I add my program (load a file and do some computation) into the app of TizenRT on ARTIK053. The program can run successfully in the first time, but the data abort failure will be met when running it second time. The specific error info is as follows:
arm_dataabort:
Data abort. PC: 040d25a0 DFAR: 00000011 DFSR: 0000080d
up_assert: Assertion failed at file:armv7-r/arm_dataabort.c line: 111 task: ghsom_test
up_dumpstate: Current sp: 020c3eb0
up_dumpstate: User stack:
up_dumpstate: base: 020c3fd0
up_dumpstate: size: 00000fd4
up_dumpstate: used: 00000220
up_dumpstate: User Stack
up_stackdump: 020c3ea0: 00000003 020c3eb0 040c9638 041d38b8 00000000 040c9644 00000011 0000080
.....
.....
up_taskdump: Idle Task: PID=0 Stack Used=1024 of 1024
up_taskdump: hpwork: PID=1 Stack Used=164 of 2028
up_taskdump: lpwork: PID=2 Stack Used=164 of 2028
up_taskdump: logm: PID=3 Stack Used=300 of 2028
up_taskdump: LWIP_TCP/IP: PID=4 Stack Used=228 of 4068
up_taskdump: tash: PID=6 Stack Used=948 of 4076
up_taskdump: ghsom_test: PID=10 Stack Used=616 of 4052
I checked the remaining free RAM space, it is enough for my program. And I added some printing info into my main function to check on which line the error come out.

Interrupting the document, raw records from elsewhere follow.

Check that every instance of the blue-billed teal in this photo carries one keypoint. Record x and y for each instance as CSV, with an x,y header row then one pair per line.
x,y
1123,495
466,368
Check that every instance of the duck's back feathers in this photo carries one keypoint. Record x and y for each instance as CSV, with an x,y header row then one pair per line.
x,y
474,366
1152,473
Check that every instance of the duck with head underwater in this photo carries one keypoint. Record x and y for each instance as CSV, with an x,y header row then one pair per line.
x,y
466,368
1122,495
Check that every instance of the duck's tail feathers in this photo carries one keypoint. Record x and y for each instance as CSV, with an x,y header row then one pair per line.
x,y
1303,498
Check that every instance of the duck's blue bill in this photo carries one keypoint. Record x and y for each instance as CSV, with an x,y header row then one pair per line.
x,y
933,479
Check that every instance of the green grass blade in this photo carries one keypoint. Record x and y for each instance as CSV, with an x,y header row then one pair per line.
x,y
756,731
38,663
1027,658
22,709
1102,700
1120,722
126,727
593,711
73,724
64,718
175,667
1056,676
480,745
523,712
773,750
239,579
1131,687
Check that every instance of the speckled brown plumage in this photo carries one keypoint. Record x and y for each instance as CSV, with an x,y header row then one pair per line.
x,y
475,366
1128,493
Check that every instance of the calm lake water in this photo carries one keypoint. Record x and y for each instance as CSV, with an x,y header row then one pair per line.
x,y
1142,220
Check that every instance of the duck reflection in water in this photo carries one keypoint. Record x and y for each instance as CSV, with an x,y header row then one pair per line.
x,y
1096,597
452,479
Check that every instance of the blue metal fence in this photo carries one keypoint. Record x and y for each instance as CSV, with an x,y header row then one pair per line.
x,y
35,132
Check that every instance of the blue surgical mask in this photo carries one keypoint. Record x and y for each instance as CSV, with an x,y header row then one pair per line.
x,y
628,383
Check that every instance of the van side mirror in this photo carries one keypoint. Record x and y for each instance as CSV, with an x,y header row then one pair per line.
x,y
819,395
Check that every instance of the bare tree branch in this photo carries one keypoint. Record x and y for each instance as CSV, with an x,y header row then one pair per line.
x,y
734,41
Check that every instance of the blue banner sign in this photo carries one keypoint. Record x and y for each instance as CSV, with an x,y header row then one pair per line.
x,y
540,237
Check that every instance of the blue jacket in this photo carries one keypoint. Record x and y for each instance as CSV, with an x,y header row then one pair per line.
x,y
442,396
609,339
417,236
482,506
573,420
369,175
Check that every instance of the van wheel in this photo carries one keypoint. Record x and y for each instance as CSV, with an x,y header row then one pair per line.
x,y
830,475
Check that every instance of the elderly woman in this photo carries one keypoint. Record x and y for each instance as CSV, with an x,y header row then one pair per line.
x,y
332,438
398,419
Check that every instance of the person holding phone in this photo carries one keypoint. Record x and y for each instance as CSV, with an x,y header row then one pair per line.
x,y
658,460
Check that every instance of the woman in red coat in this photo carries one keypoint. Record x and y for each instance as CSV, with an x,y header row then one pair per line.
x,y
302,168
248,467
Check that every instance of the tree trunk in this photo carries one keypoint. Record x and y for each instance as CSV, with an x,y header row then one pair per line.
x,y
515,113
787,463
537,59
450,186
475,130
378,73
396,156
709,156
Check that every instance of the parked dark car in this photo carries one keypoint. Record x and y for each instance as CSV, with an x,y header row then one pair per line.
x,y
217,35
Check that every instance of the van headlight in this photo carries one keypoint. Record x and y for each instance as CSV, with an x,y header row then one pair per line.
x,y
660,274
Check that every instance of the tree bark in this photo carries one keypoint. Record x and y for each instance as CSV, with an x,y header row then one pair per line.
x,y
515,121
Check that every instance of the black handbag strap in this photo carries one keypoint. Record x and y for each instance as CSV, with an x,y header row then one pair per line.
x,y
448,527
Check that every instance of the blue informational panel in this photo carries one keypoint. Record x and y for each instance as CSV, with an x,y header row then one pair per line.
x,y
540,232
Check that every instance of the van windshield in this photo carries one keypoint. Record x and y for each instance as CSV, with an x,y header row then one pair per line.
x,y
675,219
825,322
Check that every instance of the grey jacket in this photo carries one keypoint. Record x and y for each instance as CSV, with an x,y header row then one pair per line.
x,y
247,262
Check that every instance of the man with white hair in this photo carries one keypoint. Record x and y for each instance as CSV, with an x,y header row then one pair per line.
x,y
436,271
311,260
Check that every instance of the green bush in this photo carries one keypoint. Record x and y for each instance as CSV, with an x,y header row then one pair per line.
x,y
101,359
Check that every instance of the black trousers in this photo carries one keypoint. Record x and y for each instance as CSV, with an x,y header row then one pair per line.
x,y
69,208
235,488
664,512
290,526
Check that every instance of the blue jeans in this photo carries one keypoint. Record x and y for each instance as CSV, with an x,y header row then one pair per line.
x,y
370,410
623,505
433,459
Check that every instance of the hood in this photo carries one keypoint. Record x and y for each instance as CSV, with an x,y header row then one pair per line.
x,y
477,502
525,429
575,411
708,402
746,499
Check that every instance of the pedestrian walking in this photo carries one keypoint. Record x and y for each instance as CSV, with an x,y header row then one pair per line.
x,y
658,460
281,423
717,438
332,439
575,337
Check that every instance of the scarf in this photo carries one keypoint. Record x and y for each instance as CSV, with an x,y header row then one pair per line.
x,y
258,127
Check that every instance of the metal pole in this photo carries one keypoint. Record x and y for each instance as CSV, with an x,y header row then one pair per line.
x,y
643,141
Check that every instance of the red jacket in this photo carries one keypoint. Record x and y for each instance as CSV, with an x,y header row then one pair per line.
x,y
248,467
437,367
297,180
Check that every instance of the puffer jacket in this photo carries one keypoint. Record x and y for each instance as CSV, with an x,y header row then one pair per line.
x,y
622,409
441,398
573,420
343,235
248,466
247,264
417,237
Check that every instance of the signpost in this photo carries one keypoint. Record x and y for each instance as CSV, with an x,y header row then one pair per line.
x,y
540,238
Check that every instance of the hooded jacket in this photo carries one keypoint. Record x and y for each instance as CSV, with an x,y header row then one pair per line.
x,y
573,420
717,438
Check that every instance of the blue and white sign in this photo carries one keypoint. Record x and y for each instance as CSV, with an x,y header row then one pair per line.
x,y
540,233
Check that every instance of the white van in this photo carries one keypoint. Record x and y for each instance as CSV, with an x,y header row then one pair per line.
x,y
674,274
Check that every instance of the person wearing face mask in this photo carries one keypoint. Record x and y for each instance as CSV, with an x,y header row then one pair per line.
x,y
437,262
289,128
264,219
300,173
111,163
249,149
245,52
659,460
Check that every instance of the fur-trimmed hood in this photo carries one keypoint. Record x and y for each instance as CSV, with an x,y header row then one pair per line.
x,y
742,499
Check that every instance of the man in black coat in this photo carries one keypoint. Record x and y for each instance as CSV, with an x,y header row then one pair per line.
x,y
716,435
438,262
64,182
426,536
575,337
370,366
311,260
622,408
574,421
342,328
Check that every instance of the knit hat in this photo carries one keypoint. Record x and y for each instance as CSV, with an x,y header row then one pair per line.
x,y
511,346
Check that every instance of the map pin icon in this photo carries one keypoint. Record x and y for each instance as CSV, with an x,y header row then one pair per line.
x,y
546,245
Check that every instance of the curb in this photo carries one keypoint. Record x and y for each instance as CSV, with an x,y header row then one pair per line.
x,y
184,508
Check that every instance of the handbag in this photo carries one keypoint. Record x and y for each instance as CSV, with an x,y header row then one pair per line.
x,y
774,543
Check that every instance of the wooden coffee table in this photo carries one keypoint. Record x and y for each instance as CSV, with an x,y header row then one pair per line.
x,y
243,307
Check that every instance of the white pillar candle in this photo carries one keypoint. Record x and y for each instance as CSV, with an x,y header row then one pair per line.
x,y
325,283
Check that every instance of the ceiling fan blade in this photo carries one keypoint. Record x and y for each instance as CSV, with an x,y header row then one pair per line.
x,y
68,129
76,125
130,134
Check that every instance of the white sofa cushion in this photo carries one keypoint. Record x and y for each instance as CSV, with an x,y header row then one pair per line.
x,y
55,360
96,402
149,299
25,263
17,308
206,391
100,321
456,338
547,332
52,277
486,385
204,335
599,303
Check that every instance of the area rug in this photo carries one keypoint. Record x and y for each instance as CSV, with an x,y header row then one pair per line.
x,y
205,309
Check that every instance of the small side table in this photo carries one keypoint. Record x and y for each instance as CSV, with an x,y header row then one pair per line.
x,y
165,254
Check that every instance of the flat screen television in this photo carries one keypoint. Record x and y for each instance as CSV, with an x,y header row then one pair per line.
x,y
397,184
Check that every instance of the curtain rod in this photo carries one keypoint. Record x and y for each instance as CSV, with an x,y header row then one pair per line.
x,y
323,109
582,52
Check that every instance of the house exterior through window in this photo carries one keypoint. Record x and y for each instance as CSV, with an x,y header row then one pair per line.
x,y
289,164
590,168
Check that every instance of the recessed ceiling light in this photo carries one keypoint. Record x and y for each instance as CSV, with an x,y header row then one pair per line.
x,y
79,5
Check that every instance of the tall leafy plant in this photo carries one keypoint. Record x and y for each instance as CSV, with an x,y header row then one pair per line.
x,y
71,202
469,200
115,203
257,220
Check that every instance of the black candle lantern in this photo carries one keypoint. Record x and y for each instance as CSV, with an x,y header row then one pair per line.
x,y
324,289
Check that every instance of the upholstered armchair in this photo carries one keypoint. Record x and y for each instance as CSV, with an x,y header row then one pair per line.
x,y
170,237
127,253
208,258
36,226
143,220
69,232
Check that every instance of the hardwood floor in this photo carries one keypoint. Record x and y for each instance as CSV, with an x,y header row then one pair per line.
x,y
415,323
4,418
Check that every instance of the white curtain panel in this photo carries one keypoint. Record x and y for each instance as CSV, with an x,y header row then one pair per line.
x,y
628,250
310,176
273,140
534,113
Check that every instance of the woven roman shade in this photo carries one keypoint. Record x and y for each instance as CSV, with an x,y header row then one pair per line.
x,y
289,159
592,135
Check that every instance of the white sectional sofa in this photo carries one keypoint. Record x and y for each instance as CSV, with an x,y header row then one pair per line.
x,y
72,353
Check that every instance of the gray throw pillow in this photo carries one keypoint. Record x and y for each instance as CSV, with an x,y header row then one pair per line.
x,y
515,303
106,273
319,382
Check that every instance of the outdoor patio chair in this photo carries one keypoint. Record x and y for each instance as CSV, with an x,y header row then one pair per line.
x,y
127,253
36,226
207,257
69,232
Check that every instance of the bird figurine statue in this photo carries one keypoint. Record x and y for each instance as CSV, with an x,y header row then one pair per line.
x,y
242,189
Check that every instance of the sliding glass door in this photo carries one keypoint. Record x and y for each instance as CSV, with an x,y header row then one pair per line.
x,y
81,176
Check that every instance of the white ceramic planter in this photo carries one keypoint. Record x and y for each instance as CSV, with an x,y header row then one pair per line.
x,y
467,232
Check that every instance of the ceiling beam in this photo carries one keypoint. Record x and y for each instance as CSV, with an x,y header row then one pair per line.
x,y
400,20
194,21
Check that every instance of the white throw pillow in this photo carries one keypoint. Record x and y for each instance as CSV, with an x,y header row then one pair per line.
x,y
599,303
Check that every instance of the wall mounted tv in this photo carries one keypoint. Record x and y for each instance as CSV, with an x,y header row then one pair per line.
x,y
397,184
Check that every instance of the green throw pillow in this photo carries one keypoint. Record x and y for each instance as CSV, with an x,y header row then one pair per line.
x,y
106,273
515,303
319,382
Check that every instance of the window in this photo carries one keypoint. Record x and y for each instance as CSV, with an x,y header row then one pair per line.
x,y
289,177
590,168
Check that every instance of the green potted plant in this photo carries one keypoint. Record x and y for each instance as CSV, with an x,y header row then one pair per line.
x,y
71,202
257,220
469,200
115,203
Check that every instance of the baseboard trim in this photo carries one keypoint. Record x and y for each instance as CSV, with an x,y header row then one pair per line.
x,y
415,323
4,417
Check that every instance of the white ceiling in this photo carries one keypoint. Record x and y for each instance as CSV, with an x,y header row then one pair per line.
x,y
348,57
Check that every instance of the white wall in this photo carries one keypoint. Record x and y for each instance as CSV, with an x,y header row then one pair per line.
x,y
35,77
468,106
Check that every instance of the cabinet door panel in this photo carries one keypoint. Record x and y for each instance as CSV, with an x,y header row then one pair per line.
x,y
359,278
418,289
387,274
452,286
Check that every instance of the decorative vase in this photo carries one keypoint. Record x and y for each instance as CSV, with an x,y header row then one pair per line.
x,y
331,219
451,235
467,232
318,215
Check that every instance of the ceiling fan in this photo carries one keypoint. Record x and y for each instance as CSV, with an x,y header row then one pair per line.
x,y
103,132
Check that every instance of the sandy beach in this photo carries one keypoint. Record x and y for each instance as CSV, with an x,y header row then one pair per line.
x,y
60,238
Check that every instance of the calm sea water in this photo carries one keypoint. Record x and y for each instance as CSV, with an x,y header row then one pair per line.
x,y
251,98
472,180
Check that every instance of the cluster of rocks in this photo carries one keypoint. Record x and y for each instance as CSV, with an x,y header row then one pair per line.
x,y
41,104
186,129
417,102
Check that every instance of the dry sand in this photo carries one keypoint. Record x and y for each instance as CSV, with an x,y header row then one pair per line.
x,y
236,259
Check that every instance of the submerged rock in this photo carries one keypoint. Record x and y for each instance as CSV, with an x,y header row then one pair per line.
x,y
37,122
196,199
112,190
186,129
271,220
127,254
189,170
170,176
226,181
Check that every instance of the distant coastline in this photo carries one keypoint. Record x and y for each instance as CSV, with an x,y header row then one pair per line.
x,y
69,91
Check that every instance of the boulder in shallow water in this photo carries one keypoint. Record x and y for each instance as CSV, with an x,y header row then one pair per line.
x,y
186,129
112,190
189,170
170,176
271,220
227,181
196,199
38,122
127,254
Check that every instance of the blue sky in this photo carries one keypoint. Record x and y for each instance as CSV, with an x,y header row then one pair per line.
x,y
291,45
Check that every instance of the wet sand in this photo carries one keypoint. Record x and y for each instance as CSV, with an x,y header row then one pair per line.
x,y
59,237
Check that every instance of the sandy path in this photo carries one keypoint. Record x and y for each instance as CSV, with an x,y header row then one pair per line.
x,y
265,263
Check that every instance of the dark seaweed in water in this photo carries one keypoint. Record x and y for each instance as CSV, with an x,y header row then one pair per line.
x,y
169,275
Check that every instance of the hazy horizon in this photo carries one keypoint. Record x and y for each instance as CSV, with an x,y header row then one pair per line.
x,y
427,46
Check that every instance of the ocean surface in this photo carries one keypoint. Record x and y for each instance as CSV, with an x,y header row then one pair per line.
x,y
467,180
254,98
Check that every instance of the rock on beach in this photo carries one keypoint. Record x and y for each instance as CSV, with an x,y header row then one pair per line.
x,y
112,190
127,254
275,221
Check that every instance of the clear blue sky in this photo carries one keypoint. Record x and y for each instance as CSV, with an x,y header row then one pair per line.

I found that if I commented some lines before the line that the error come out, in the next time I running the program, the error line will move downward some lines. It seems like I released some stack space. So I guess it might be an issue related with the stack size that I can assign to a single proc. Anyone knows the reason, and how to solve the issue? To be mentioned, it only happens for the second time and thereafter I running the program.
With the stackdump you can almost always figure out where the error originated from.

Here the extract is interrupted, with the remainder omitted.